Será que somos uma decepção para nossas mães?

Ballet clássico para crianças

Por Adriana Brunstein 

Eu estudei ballet clássico. Essa pode parecer uma revelação bombástica para quem me conhece e convive, diariamente, com minha total falta de delicadeza nos gestos. Derrubo coisas, tropeço, esbarro, viro o pé, viro o outro pé, caio, e nada disso com a graça que Jerry Lewis, que partiu essa semana, tinha.

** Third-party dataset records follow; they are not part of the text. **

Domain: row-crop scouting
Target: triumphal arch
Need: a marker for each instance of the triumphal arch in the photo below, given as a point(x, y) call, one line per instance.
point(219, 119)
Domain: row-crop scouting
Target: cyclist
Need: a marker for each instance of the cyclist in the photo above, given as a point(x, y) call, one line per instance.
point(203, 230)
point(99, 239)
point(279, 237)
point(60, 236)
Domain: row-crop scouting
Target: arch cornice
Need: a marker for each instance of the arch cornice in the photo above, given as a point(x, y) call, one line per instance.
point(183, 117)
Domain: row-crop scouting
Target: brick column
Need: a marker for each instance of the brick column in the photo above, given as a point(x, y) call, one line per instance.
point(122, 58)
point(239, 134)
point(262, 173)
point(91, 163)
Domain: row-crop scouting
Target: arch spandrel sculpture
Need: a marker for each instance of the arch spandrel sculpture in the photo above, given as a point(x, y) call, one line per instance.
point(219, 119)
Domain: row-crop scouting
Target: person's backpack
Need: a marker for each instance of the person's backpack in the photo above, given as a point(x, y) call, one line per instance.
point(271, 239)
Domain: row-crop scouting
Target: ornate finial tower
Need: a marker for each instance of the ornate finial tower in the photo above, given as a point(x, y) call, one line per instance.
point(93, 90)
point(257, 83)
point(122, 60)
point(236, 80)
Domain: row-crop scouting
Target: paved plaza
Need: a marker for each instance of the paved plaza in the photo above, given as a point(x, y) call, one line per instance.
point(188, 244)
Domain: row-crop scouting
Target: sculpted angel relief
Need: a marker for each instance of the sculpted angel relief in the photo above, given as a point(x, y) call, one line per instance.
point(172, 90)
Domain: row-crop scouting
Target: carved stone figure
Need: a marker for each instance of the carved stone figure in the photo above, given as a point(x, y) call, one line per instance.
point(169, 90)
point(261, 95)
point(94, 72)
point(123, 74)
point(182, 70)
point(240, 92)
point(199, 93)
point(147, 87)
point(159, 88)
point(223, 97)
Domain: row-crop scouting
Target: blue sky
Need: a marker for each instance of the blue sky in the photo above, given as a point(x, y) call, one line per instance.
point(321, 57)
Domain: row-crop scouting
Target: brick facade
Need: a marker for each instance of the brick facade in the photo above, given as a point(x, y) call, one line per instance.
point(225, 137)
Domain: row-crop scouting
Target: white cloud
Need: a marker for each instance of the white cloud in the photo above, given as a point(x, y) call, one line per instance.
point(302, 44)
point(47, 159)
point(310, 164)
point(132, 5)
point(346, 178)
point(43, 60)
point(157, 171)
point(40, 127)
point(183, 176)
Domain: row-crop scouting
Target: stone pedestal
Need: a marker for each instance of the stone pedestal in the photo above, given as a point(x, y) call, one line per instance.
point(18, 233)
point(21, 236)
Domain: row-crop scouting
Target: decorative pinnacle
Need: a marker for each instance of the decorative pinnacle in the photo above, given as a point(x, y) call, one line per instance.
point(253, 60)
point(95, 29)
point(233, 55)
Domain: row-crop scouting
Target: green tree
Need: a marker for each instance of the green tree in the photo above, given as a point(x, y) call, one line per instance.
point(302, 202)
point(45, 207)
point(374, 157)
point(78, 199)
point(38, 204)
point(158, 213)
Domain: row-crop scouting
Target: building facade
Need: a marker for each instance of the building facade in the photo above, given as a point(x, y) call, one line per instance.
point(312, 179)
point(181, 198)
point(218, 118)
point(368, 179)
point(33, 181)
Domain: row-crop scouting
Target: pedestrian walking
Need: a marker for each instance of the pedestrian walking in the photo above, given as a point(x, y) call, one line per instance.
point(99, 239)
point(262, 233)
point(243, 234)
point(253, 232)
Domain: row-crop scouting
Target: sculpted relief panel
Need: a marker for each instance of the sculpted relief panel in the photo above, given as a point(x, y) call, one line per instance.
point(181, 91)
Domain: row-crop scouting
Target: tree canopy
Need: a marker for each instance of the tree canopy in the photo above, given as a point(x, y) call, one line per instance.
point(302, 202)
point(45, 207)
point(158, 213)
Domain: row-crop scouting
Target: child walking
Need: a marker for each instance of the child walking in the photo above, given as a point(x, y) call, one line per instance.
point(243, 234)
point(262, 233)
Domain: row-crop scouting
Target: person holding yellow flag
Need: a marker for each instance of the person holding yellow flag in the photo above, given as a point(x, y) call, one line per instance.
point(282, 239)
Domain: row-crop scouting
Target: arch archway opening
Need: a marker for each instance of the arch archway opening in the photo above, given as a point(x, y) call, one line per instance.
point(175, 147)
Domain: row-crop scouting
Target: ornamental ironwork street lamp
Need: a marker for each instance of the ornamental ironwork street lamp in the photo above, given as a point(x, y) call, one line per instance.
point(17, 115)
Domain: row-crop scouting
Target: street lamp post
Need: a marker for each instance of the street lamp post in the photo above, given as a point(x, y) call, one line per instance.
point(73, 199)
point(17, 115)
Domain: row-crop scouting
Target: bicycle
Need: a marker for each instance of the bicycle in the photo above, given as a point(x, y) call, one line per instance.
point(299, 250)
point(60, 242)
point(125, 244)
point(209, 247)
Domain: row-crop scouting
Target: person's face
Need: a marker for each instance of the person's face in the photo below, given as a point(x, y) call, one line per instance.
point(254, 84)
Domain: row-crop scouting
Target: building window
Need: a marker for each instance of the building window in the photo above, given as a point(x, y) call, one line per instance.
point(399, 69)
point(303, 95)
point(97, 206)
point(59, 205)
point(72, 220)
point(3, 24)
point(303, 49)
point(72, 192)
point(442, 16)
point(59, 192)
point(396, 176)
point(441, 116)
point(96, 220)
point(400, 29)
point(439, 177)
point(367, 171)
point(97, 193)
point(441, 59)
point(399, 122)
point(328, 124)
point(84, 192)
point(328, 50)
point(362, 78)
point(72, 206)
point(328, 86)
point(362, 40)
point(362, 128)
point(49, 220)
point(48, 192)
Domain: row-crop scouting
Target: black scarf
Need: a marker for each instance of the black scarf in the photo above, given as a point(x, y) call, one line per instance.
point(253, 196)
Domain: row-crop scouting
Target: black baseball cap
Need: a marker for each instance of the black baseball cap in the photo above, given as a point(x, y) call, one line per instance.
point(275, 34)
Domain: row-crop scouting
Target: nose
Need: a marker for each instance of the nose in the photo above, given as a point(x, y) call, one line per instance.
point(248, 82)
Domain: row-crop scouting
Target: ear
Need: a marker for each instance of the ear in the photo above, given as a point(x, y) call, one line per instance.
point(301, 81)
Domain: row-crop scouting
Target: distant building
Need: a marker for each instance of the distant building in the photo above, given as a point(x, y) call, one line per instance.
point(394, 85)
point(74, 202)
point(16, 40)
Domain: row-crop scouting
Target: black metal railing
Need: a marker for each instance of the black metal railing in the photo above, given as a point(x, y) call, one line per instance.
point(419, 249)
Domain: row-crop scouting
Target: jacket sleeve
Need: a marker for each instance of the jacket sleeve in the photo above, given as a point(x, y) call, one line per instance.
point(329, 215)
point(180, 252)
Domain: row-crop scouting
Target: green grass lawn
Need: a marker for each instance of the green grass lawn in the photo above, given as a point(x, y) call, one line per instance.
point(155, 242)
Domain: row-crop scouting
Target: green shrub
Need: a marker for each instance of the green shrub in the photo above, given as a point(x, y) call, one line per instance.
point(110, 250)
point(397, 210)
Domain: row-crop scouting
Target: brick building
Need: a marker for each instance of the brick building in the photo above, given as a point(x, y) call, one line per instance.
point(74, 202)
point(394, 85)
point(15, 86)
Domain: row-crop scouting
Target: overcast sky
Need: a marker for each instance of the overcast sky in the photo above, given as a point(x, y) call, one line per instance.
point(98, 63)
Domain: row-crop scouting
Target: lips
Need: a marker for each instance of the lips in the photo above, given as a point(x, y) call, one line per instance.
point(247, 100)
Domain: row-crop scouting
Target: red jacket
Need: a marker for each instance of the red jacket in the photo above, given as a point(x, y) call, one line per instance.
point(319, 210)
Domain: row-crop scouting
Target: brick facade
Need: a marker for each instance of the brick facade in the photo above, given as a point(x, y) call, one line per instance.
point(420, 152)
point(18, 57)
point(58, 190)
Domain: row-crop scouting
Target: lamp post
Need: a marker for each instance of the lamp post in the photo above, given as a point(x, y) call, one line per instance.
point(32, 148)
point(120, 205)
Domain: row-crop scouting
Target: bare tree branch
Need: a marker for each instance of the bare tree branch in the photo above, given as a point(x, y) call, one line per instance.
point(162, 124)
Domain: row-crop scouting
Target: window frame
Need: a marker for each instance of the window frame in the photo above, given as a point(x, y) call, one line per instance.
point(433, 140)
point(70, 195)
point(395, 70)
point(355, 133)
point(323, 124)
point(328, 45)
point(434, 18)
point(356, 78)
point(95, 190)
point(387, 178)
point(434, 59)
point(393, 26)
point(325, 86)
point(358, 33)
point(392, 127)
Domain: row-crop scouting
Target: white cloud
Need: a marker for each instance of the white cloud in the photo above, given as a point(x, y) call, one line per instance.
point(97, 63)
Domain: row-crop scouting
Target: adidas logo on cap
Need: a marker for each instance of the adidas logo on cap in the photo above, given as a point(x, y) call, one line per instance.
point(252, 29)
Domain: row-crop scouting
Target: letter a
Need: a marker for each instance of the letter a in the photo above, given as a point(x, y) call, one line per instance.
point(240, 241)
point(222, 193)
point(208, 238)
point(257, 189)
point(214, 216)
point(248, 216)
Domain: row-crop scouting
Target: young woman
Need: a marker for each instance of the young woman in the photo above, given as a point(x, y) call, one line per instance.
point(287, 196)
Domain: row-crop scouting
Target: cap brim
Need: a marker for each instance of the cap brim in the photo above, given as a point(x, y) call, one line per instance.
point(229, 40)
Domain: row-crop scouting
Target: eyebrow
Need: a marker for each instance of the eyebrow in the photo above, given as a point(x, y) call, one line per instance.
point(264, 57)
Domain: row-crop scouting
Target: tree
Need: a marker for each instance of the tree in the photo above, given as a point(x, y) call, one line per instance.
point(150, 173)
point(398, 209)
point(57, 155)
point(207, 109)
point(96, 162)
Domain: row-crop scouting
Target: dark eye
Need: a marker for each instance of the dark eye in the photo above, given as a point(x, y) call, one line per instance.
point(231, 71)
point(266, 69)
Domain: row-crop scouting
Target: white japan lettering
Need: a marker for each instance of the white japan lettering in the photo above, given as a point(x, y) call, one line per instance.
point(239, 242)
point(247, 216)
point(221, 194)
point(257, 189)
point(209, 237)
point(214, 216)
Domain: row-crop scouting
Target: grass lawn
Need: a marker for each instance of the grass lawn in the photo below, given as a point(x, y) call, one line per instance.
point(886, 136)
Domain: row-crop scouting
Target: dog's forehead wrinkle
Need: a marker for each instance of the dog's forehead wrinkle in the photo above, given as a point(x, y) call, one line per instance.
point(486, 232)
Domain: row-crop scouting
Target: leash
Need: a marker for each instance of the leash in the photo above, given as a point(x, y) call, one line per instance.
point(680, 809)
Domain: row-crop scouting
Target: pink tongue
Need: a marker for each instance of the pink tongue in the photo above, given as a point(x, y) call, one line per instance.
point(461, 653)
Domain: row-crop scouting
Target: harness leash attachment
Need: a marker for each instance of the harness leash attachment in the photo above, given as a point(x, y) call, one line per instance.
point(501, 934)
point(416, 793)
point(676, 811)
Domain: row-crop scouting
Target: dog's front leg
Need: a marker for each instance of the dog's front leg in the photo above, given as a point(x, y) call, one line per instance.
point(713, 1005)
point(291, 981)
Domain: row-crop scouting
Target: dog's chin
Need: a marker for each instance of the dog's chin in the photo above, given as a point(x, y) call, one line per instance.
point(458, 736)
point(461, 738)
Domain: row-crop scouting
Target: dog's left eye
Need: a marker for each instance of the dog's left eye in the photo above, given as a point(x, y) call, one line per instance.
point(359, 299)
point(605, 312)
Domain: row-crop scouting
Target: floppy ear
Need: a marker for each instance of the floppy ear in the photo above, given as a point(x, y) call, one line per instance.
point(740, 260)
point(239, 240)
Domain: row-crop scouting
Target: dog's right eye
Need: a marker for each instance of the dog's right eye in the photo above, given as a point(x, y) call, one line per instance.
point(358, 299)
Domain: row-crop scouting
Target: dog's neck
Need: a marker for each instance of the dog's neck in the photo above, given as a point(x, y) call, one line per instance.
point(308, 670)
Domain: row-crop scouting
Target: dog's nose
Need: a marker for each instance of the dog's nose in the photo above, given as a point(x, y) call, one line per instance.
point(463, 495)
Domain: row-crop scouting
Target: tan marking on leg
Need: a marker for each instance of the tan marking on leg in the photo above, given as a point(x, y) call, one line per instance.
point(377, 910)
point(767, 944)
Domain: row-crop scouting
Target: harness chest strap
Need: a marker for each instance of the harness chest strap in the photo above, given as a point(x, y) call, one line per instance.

Mas minha mãe, uma aficionada por dança, me matriculou numa academia perto de casa e eu acabei até gostando, principalmente dos espetáculos de fim de ano, onde os contos de fada tomavam o palco e eu podia estar bem ali, ao lado da Cinderela. Bem, eu era só o guardinha do palácio, dava dois passinhos, tocava uma corneta e pronto. E mesmo assim um dia consegui enganchar a manga do uniforme imperial numa maçaneta. O que me consolava é que minha irmã era ainda pior que eu. Ela fazia um dos ratinhos, que entravam no palco de mãos dadas, e vira e mexe ela derrubava um e saía arrastando, como se nada tivesse acontecido.

Mas se no palco a fantasia dava a letra, nas salas de aula as professoras tocavam o terror. Eram extremamente exigentes, até porque de seis em seis meses nós éramos avaliadas por bailarinas do Royal Ballet de Londres. Eu nunca funcionei muito bem sob pressão, para mim toda aquela rigidez era um tanto assustadora, mas acho que no fundo continuei porque era importante para minha mãe. A parte engraçada é que fui parar no grupo que acompanharia um cantor em especiais de Natal e dancei até no Chacrinha. Pena que naquele tempo não tinha selfie, mas saí com um caderninho de autógrafos lotado.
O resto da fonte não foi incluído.